Agar sebuah sighat pernikahan dianggap sah, beberapa komponen harus terpenuhi dalam rangkaian Ijab dan Qabul tersebut. Pertama, harus jelas pihak-pihak yang terlibat: calon suami, calon istri (diwakili wali), dan dua orang saksi yang memenuhi syarat. Kedua, objek akad (pernikahan) harus jelas, yaitu siapa yang dinikahkan dengan siapa. Ketiga, mahar (maskawin) harus disebutkan atau disepakati, karena mahar merupakan syarat sahnya akad nikah menurut mazhab Syafi'i dan Hanbali, meskipun mazhab Hanafi dan Maliki menganggapnya sebagai kewajiban setelah akad sah.

Contoh klasik dari sighat yang dianjurkan adalah menggunakan lafaz yang tegas dan langsung merujuk pada pernikahan, seperti:

Penggunaan kata seperti "kawin" atau "nikah" sangat dianjurkan. Meskipun beberapa ulama membolehkan lafaz kinayah (sindiran) jika konteksnya sangat jelas dan tidak ada keraguan, mayoritas ulama sepakat bahwa lafaz sharih (tegas) lebih aman untuk menjaga kesucian akad pernikahan dan menghindari kerancuan hukum.

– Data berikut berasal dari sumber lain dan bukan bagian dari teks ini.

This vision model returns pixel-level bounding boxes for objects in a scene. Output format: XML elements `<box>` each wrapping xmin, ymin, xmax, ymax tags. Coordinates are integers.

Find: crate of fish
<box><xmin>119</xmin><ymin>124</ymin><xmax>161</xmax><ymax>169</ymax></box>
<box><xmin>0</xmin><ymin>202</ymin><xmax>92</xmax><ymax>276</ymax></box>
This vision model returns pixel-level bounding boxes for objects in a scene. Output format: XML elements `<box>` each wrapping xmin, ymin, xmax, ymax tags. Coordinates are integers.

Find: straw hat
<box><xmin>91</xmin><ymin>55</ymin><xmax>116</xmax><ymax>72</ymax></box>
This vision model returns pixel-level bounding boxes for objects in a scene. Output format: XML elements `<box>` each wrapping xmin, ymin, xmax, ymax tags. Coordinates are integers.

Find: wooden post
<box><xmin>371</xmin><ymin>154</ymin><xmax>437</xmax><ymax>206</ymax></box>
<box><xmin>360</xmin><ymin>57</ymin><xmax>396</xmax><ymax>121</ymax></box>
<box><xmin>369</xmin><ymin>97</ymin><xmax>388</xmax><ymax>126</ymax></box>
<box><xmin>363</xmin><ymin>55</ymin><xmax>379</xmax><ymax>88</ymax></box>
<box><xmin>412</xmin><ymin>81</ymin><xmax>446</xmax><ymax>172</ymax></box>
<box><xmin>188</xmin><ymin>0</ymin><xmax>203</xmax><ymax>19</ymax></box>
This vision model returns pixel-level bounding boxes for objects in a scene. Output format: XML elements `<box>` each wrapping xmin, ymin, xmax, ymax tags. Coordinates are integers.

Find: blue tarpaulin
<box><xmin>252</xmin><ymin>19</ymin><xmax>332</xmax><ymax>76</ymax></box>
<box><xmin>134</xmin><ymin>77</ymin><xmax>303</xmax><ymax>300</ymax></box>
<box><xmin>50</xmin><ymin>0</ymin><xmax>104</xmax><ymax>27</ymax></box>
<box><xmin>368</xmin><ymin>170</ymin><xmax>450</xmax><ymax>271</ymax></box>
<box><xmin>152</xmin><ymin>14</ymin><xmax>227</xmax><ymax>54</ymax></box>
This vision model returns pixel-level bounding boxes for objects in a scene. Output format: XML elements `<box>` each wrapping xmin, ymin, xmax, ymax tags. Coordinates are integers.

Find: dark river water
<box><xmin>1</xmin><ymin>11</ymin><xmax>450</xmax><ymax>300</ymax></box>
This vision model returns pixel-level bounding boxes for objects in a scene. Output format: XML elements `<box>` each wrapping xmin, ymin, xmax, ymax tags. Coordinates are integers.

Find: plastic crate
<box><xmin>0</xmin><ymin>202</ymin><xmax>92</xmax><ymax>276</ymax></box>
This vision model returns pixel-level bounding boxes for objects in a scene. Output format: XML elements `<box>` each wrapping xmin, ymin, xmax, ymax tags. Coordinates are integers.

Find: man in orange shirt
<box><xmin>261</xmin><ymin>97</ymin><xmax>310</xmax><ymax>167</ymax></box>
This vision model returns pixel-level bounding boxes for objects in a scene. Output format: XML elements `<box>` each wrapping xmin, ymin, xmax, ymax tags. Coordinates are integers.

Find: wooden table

Pentingnya Bahasa dalam Sighat

Bagaimana dengan bahasa yang digunakan dalam sighat pernikahan? Secara historis, bahasa Arab adalah bahasa yang paling sering digunakan karena merupakan bahasa Al-Qur'an dan Hadits. Namun, dalam perkembangannya, para fuqaha (ahli fikih) sepakat bahwa akad nikah sah jika dilakukan dengan bahasa apa pun yang dipahami oleh kedua belah pihak (wali dan mempelai pria) serta para saksi.

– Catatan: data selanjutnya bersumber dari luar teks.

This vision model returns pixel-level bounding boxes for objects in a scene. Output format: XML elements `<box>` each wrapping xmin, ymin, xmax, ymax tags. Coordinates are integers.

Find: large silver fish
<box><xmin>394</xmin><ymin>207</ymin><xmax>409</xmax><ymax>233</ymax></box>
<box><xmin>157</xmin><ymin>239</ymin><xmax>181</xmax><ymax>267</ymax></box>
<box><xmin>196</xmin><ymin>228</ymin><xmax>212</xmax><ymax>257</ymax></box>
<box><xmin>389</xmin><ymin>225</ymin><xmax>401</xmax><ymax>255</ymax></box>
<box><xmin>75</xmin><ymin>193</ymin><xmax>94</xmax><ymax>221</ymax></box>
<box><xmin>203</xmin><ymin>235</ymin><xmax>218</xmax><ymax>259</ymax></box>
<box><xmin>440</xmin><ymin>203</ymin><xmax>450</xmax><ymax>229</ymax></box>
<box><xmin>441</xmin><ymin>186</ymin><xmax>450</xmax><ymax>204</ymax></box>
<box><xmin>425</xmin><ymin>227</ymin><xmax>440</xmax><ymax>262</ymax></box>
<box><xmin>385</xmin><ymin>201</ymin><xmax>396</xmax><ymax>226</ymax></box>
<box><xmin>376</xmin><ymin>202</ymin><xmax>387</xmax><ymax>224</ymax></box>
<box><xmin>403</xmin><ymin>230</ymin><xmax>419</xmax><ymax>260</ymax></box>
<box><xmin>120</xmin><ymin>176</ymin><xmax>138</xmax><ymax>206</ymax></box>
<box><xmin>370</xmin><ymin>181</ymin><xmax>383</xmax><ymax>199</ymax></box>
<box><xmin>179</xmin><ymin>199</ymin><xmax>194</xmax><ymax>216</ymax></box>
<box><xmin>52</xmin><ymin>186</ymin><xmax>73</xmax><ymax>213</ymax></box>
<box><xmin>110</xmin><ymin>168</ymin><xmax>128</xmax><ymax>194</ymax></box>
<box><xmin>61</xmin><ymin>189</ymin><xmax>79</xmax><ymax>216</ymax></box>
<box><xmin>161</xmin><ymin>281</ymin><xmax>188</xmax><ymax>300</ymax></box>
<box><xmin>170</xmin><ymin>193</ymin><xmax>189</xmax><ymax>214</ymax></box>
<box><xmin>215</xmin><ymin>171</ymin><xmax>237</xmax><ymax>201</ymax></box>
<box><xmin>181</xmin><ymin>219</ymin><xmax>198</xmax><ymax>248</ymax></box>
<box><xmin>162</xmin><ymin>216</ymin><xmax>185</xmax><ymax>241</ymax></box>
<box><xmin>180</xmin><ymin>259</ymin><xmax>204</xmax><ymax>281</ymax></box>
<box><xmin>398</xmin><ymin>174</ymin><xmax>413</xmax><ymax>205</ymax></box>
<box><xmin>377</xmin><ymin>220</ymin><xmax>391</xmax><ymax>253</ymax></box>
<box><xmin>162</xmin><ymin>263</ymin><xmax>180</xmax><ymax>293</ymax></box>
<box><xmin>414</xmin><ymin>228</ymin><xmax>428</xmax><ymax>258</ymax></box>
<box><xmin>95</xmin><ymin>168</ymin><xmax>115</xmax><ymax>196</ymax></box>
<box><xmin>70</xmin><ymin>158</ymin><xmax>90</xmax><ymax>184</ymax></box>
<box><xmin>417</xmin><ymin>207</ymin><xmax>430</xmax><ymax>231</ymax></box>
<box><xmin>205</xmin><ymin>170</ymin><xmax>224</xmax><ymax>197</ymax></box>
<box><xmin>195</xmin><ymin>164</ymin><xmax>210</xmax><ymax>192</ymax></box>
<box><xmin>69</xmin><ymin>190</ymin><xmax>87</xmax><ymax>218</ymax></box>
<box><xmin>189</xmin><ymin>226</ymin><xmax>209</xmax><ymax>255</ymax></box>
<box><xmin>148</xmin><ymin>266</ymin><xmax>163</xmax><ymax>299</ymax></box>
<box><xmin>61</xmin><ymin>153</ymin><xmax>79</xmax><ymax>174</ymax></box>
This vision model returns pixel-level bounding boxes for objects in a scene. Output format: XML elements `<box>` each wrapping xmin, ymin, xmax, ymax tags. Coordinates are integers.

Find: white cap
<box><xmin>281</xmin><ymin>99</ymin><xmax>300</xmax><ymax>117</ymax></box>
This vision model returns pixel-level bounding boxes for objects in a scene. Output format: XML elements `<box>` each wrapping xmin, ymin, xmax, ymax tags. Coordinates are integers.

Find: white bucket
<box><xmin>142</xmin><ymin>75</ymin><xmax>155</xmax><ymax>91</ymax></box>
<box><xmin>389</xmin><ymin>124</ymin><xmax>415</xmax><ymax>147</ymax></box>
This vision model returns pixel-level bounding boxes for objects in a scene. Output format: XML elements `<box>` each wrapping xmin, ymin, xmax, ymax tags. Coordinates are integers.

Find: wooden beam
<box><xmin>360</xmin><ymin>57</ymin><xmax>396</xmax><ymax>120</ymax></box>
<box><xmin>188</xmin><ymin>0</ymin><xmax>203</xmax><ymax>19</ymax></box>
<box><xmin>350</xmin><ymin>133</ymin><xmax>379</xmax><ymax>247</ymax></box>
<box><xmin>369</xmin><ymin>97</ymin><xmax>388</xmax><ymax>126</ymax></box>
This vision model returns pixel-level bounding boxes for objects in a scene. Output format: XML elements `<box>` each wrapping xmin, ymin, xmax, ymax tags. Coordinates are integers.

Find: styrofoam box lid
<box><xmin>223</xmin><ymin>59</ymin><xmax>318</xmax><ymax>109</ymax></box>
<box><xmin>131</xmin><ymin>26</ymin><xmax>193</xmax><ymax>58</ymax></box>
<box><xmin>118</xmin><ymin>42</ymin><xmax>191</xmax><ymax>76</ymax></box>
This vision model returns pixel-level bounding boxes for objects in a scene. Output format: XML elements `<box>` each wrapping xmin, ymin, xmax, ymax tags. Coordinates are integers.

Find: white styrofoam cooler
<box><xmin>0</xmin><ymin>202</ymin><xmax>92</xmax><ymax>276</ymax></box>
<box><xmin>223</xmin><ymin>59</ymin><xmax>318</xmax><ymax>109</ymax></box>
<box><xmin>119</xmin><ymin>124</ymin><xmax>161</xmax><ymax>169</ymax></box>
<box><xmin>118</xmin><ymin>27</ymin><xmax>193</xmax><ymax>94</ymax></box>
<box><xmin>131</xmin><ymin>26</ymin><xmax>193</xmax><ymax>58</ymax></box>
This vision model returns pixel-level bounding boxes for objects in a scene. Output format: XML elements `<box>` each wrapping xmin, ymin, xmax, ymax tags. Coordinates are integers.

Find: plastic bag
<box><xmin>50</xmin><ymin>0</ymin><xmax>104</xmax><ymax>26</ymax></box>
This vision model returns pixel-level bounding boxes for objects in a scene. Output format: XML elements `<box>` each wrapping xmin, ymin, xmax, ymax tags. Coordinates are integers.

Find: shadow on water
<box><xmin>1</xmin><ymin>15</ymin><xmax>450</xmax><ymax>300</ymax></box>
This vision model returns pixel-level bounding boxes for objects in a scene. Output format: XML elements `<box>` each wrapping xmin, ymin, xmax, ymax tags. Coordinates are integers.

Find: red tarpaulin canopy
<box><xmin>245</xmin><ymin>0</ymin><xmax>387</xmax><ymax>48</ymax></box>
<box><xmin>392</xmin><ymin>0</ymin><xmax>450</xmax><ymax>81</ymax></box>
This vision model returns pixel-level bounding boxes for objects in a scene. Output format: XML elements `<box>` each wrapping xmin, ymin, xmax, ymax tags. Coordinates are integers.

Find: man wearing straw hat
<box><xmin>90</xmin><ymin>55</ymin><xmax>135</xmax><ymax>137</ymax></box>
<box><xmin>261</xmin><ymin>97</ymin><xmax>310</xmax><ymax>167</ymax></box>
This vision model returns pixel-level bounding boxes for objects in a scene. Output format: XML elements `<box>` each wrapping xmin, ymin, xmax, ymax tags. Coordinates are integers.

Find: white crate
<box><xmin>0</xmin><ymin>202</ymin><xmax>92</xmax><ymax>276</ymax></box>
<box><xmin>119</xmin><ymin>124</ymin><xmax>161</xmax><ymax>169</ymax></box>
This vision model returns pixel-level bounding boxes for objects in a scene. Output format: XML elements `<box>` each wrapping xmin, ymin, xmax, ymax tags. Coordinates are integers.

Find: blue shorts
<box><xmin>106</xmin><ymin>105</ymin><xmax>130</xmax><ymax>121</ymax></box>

Di Indonesia, praktik yang umum adalah menggunakan bahasa Arab untuk Ijab dan Qabul, diikuti terjemahan atau penegasan dalam Bahasa Indonesia. Ini dilakukan untuk menjaga kekhusyukan mengikuti sunnah, sekaligus memastikan semua pihak memahami substansi dari janji yang mereka ucapkan. Intinya, formula yang diucapkan harus menyampaikan makna pernikahan tanpa keraguan sedikit pun mengenai kerelaan dan penerimaan. Jika salah satu pihak salah ucap atau tidak mengerti apa yang diucapkannya, maka akad tersebut berpotensi batal dan memerlukan peninjauan ulang. Oleh karena itu, persiapan menjelang akad, termasuk gladi resik akad nikah, sangat penting untuk memastikan kelancaran prosesi ini.

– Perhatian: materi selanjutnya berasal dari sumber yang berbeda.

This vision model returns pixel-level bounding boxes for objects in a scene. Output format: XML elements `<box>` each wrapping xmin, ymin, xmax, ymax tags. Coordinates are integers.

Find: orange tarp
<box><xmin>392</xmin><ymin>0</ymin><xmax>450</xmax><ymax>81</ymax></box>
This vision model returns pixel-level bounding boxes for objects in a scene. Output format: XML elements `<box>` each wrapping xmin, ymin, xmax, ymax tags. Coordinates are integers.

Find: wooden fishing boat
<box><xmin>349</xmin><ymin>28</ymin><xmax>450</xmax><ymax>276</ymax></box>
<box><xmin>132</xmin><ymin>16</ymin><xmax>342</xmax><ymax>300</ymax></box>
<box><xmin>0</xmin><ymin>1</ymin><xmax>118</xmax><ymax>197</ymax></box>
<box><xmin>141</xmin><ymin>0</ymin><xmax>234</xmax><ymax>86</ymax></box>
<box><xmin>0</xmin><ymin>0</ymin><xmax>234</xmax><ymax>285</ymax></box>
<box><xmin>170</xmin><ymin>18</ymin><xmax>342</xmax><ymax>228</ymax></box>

Menjaga Keabsahan di Era Modern

Di era modern, kemudahan komunikasi terkadang menimbulkan tantangan baru terhadap keabsahan sighat pernikahan. Misalnya, apakah akad bisa dilakukan melalui telepon atau video call? Secara umum, mayoritas ulama kontemporer cenderung membatasi keabsahan akad jarak jauh ini karena sulitnya memastikan kehadiran saksi yang mendengar langsung dan terhindarnya dari gangguan teknis yang dapat merusak kejelasan sighat. Akad harus terjadi dalam satu majelis yang dapat diverifikasi secara fisik, di mana wali, mempelai pria, dan minimal dua saksi hadir bersamaan.

Kesimpulannya, sighat pernikahan adalah fondasi ritualistik yang memastikan legalitas hubungan suami istri dalam pandangan syariat Islam. Ia harus diucapkan dengan sengaja, jelas maknanya, mencakup Ijab dan Qabul, serta disaksikan oleh pihak yang memenuhi syarat. Memahami dan melaksanakan sighat ini dengan benar adalah langkah pertama menuju terwujudnya rumah tangga yang sakinah, mawaddah, warahmah.